BACKGROUND OF THE INVENTION
Orellanine (see Formula I below) is a selective renal toxin occurring in relatively large amounts in several fungal species of the Cortinarius family.
WO 2010/040750 discloses that Orellanine may be used in the treatment of renal cell carcinoma. Orellanine was taken up in human renal cancer cells and killed them with great efficiency whether they were derived from a primary tumor or from metastatic tumor tissue. The cell death progressed for many days after transient exposure to Orellanine, indicating that the toxin was actively taken up and retained by the cells.
Orellanine drug products are being developed as treatments for renal cancer. It is therefore desirable to provide pharmaceutical formulations of Orellanine.

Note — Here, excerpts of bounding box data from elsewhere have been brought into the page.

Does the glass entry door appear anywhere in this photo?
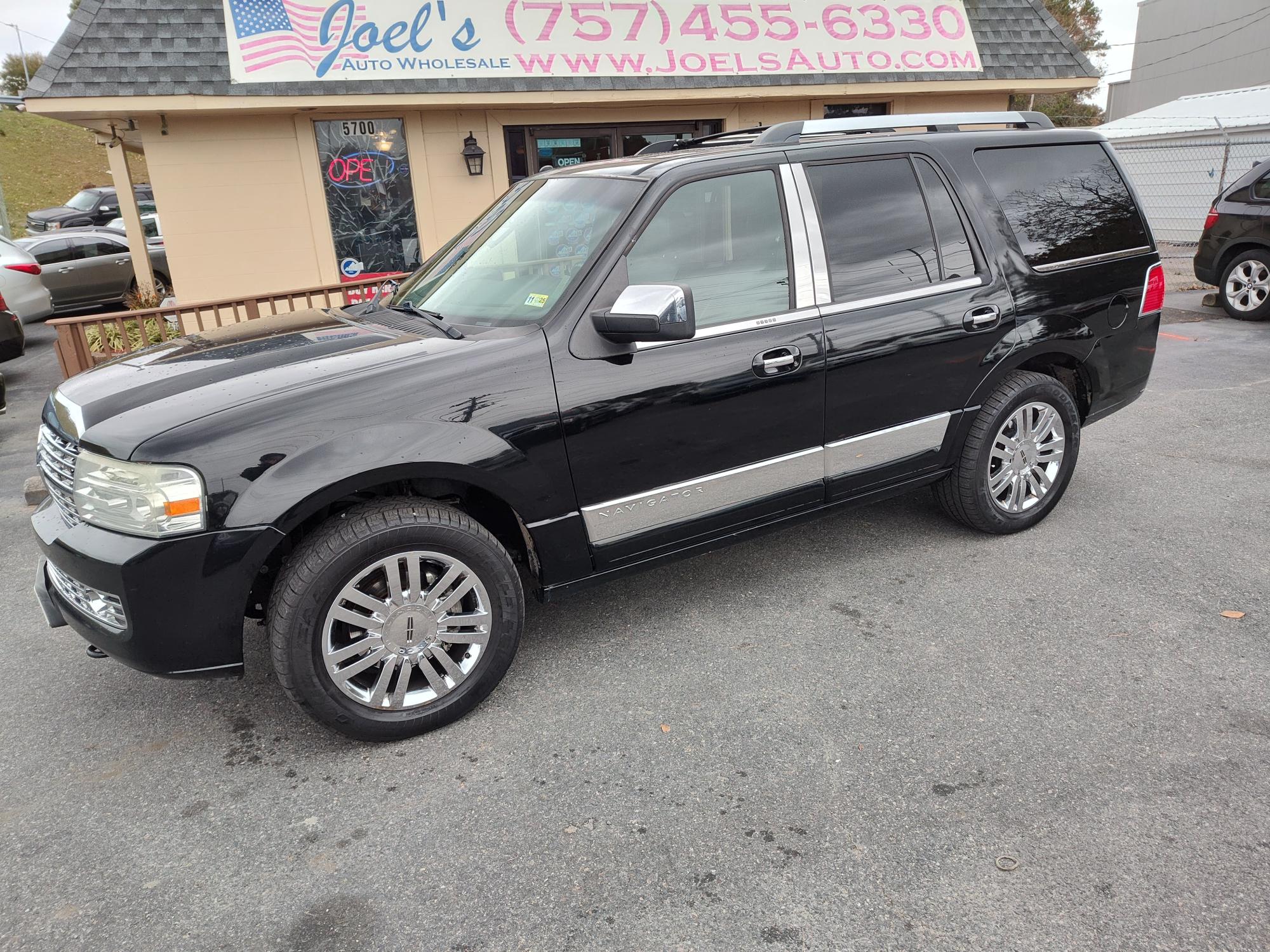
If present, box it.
[505,119,723,182]
[530,129,616,174]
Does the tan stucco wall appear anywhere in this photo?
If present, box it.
[137,90,1010,302]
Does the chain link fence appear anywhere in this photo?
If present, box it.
[1092,116,1270,289]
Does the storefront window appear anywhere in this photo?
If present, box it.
[824,103,886,119]
[314,119,420,282]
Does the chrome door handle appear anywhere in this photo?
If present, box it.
[961,311,1001,330]
[752,344,803,377]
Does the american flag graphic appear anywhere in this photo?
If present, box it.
[230,0,367,72]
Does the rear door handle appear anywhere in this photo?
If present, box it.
[961,305,1001,330]
[752,344,803,377]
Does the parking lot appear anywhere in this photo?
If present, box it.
[0,310,1270,951]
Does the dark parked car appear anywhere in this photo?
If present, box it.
[33,113,1163,740]
[27,185,155,235]
[1195,159,1270,321]
[15,228,171,314]
[0,294,27,362]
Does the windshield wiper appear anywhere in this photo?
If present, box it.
[389,301,464,340]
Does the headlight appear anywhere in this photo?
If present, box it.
[75,449,207,538]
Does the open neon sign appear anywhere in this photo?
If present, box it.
[326,152,396,188]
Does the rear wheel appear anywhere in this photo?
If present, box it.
[933,371,1081,534]
[269,498,525,740]
[1220,250,1270,321]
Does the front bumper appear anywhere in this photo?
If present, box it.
[30,501,282,678]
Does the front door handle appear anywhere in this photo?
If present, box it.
[752,344,803,377]
[961,305,1001,330]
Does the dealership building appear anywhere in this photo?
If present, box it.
[27,0,1097,301]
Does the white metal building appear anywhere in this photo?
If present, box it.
[1099,85,1270,244]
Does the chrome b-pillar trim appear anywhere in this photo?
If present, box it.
[780,165,819,308]
[781,162,833,305]
[582,447,824,545]
[824,413,952,479]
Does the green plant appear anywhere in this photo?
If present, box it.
[123,288,163,311]
[84,317,163,353]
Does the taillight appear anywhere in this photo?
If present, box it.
[1138,264,1165,317]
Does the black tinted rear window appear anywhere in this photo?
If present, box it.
[974,142,1151,272]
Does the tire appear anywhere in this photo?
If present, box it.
[932,371,1081,536]
[1217,249,1270,321]
[268,498,525,741]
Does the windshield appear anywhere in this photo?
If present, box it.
[392,175,643,326]
[66,192,98,212]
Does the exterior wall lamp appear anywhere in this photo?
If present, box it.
[464,132,485,175]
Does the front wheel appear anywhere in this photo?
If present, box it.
[1220,249,1270,321]
[269,498,525,740]
[933,371,1081,534]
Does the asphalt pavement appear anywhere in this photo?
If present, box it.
[0,311,1270,952]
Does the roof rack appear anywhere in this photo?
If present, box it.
[754,112,1054,146]
[635,126,767,155]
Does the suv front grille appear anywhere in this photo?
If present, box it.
[47,562,128,631]
[36,424,80,526]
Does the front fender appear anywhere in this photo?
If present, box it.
[226,421,526,532]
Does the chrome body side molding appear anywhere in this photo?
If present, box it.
[820,275,987,317]
[582,447,824,545]
[824,413,952,479]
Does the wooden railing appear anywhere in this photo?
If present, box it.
[48,278,404,377]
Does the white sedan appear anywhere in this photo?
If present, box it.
[0,235,53,324]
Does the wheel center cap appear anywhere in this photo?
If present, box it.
[384,605,437,654]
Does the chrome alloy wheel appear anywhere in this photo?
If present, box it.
[1226,259,1270,311]
[988,402,1066,513]
[321,551,493,711]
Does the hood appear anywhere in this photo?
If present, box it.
[44,310,479,459]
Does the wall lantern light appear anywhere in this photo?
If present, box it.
[464,132,485,175]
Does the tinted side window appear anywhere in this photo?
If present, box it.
[806,159,940,301]
[75,239,128,258]
[974,142,1151,265]
[914,159,974,281]
[30,239,80,264]
[626,171,791,327]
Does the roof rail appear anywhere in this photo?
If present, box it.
[754,112,1054,146]
[635,126,767,155]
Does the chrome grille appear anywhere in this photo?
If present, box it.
[47,562,128,631]
[36,425,80,526]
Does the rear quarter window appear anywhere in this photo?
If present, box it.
[974,142,1151,270]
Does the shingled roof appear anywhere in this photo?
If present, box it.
[27,0,1097,98]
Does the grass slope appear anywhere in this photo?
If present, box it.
[0,109,150,237]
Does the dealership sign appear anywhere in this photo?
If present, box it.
[222,0,982,83]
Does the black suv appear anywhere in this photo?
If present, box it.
[1195,159,1270,321]
[27,185,155,235]
[33,113,1163,740]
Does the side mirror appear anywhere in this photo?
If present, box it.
[591,284,697,344]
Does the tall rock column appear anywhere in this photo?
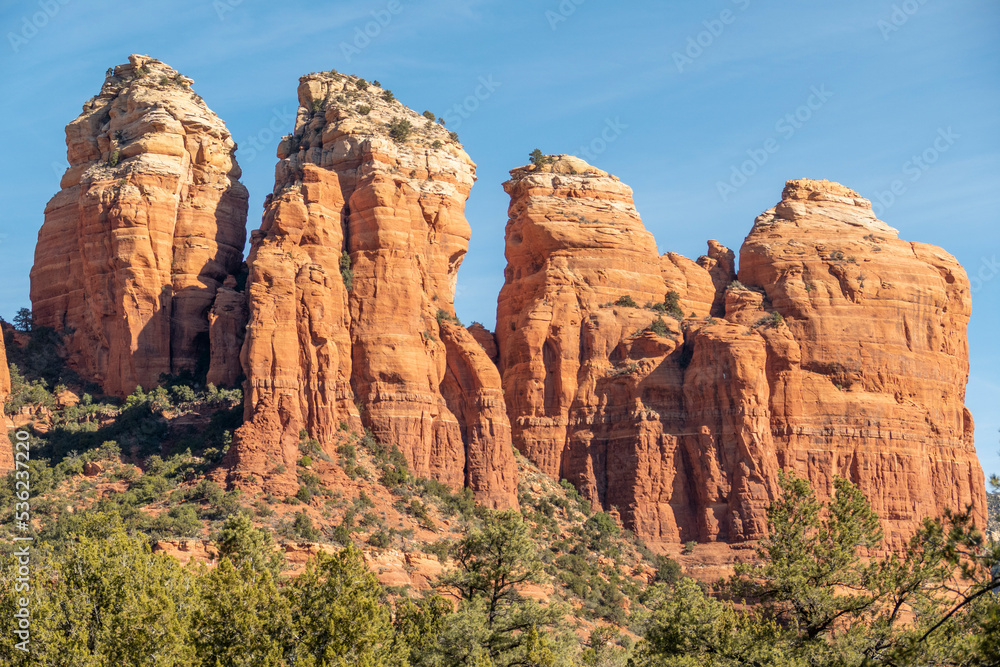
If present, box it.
[0,331,14,474]
[739,179,986,546]
[31,55,247,395]
[496,155,748,541]
[230,72,517,507]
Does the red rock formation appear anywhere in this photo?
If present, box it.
[739,179,986,546]
[497,164,985,547]
[31,55,247,395]
[230,73,516,507]
[206,276,248,387]
[0,332,14,474]
[469,322,500,364]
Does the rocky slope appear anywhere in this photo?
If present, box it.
[228,72,517,507]
[31,55,247,395]
[739,180,985,543]
[0,335,14,474]
[496,168,985,546]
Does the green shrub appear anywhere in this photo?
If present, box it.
[368,528,396,549]
[292,510,319,542]
[615,294,639,308]
[528,148,555,167]
[646,317,670,336]
[663,290,684,320]
[753,311,785,329]
[654,555,681,585]
[295,486,312,503]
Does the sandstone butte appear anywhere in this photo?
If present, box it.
[31,55,248,395]
[226,72,517,507]
[496,156,986,548]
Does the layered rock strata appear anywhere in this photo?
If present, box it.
[31,55,247,395]
[0,332,14,474]
[229,72,517,507]
[739,179,986,545]
[496,164,985,546]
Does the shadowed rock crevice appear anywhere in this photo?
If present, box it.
[229,72,517,507]
[496,168,985,549]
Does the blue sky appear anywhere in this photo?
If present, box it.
[0,0,1000,474]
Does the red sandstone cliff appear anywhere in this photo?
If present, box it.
[739,179,986,544]
[496,164,985,546]
[228,73,517,507]
[31,55,247,395]
[0,331,14,474]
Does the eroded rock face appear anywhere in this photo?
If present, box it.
[496,168,985,547]
[230,73,516,507]
[739,179,986,545]
[0,332,14,473]
[31,55,247,395]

The present inventors have sought to provide stable formulations of Orellanine that are suitable for administration by intravenous injection.
SUMMARY OF THE INVENTION
Accordingly, the present invention provides a pharmaceutical aqueous solution formulation comprising from 0.1 to 40 mg/ml of Orellanine; and
a buffer; wherein the pH of the formulation is in the range of 7 to 8.
The present inventors have found that such formulations are stable and suitable for administration by intravenous injection.
DETAILED DESCRIPTION OF THE INVENTION
The pharmaceutical formulation is an aqueous formulation. Water for injection (WFI) may be used in aqueous formulations that are to be administered by intravenous injection.
The amount of Orellanine in the formulation is from 0.1 to 40 mg/ml and may be from 0.5 to 30 gm/ml, from 1 to 20 mg/ml of Orellanine, from 5 to 15 mg/ml of Orellanine, from 8 to 12 mg/ml of Orellanine, from 9 to 11 mg/ml of Orellanine, or about 10 mg/ml of Orellanine. In an embodiment, the formulation comprises 10 mg/ml of Orellanine. It is possible to determine the amount of Orellanine in a formulation by conventional methods including High-Performance Liquid Chromatography (HPLC).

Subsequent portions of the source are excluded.